- Reservoir Hills Location within KwaZulu-Natal Reservoir Hills Location within South Africa
- Coordinates: 29°47′38″S 30°56′17″E﻿ / ﻿29.794°S 30.938°E
- Country: South Africa
- Province: KwaZulu-Natal
- Municipality: eThekwini
- Main Place: Durban

Area
- • Total: 9.51 km^{2} (3.67 sq mi)

Population (2011)
- • Total: 19,143
- • Density: 2,010/km^{2} (5,210/sq mi)

Racial makeup (2011)
- • Black African: 34%
- • Coloured: 2.2%
- • Indian/Asian: 61%
- • White: 0.5%
- • Other: 1.2%

First languages (2011)
- • Zulu: 20.6%
- • English: 65.8%
- • Xhosa: 5.6%
- • Afrikaans: 1.8%
- • Other: 6.2%
- Time zone: UTC+2 (SAST)
- Postal code (street): 4091
- PO box: 4090
- Area code: 031

= Reservoir Hills =

Reservoir Hills is a suburb of Durban, KwaZulu-Natal, South Africa. It is administered by the eThekwini Metropolitan Municipality and its postal code is 4091. It was named after the local reservoir located at the highest peak and the vast rolling hills. Reservoir Hills was an affluent, predominantly Indian suburb during the apartheid era.

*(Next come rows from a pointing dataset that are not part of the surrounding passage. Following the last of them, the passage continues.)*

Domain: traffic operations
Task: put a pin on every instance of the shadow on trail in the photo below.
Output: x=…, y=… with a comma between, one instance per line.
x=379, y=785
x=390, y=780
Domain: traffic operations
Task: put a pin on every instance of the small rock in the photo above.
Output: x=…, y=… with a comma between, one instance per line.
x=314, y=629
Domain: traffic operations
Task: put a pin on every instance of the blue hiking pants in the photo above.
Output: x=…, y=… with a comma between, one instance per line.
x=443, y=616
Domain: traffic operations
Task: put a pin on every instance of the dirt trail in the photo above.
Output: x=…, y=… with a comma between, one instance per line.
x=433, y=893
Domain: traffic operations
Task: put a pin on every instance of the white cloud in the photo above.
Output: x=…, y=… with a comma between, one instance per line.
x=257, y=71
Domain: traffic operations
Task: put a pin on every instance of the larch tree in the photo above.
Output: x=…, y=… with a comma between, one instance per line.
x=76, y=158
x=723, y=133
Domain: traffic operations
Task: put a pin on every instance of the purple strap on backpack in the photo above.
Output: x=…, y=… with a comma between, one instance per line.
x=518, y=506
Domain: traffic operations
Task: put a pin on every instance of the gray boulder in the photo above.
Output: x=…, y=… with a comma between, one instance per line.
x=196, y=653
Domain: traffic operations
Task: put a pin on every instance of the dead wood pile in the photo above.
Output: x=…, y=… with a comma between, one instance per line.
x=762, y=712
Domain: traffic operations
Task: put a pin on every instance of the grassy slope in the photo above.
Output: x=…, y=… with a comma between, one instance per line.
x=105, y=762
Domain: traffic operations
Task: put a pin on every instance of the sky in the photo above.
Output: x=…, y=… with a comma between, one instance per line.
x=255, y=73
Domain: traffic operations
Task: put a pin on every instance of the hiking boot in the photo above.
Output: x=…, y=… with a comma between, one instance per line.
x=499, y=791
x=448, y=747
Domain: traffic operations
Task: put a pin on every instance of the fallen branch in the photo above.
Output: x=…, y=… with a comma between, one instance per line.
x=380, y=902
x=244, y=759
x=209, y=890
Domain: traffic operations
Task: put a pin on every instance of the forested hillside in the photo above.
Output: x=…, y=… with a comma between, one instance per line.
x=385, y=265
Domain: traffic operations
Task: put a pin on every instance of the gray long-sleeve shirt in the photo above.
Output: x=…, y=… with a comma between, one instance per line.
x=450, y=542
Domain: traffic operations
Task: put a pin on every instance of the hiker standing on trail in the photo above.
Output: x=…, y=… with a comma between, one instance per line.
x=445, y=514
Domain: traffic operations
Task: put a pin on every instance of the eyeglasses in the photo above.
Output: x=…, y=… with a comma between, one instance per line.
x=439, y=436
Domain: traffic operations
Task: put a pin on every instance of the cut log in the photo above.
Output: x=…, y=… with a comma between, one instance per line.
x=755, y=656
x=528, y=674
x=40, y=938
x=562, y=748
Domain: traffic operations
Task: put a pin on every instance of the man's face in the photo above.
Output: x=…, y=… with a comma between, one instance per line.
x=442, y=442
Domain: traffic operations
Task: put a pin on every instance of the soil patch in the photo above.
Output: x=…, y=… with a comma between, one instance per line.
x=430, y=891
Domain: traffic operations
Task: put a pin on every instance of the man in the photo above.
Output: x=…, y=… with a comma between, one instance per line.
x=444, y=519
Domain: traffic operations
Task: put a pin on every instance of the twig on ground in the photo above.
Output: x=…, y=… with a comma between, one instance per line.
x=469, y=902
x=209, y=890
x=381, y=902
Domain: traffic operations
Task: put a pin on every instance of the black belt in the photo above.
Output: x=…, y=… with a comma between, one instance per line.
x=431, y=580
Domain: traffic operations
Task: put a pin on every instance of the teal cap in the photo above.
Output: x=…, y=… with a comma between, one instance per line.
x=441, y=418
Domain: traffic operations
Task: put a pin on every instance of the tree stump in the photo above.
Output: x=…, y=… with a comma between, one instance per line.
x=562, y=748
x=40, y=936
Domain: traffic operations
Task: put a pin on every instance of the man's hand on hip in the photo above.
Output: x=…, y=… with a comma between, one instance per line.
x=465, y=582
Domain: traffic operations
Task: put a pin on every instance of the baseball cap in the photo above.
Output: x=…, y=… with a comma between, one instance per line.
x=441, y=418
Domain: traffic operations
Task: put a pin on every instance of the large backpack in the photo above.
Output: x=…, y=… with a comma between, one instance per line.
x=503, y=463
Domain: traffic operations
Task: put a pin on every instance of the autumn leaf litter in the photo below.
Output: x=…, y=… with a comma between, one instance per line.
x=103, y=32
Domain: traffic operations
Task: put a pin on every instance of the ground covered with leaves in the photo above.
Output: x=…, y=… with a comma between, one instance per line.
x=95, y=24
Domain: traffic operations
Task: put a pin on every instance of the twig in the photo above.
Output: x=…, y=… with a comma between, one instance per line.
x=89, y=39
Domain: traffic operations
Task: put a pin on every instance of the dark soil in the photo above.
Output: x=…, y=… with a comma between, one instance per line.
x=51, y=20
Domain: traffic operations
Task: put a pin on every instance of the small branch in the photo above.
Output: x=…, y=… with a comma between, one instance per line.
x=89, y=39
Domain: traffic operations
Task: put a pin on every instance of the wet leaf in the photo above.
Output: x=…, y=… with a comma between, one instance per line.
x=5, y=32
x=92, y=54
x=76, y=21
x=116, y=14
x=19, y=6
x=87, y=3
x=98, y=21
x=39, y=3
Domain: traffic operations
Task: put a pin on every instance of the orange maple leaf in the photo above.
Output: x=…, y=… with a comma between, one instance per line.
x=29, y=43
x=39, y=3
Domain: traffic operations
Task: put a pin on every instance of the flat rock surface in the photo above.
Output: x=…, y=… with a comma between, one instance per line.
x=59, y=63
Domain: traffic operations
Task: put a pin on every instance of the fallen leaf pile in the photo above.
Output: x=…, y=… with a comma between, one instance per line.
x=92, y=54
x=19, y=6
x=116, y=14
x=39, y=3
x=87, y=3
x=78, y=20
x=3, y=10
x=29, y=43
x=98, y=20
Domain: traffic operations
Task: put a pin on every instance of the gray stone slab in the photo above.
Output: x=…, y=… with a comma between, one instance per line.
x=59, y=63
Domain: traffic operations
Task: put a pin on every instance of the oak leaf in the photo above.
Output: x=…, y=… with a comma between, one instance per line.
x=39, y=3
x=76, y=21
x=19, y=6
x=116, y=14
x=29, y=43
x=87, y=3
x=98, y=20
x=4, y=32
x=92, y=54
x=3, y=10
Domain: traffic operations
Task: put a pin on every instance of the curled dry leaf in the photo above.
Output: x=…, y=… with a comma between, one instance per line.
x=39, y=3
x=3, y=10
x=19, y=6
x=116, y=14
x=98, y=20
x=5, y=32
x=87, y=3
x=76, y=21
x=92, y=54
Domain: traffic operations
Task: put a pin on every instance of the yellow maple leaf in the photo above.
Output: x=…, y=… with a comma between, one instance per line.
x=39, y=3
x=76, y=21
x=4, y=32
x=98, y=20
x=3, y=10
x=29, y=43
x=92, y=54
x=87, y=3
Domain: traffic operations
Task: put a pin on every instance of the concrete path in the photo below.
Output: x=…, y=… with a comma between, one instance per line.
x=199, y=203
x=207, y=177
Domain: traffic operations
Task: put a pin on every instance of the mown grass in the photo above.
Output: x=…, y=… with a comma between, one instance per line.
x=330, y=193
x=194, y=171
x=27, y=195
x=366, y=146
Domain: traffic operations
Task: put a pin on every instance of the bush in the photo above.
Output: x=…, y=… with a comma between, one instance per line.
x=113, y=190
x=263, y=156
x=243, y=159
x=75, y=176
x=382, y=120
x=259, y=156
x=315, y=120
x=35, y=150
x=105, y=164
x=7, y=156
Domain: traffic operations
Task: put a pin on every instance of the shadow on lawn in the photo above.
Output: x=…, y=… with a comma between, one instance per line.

It is located north of Westville (which was a predominantly White suburb prior to democracy in South Africa) and Palmiet, east of Clermont, south of Newlands West and west of the Papwa Sewgolum Golf Course.

== Notable residents ==

- Sukhraj Chotai (1912–1981), prominent politician, philanthropist and member of the education board – As an official of the South African Hindu Maha Sabha, he spearheaded a campaign for the introduction of Hindu religious instruction in Indian schools. As an official of the Hindi Shiksha Sangh S. A., he successfully campaigned for the teaching of Hindi in Indian schools. He also commissioned and funded the construction of the Aryan Benevolent Home.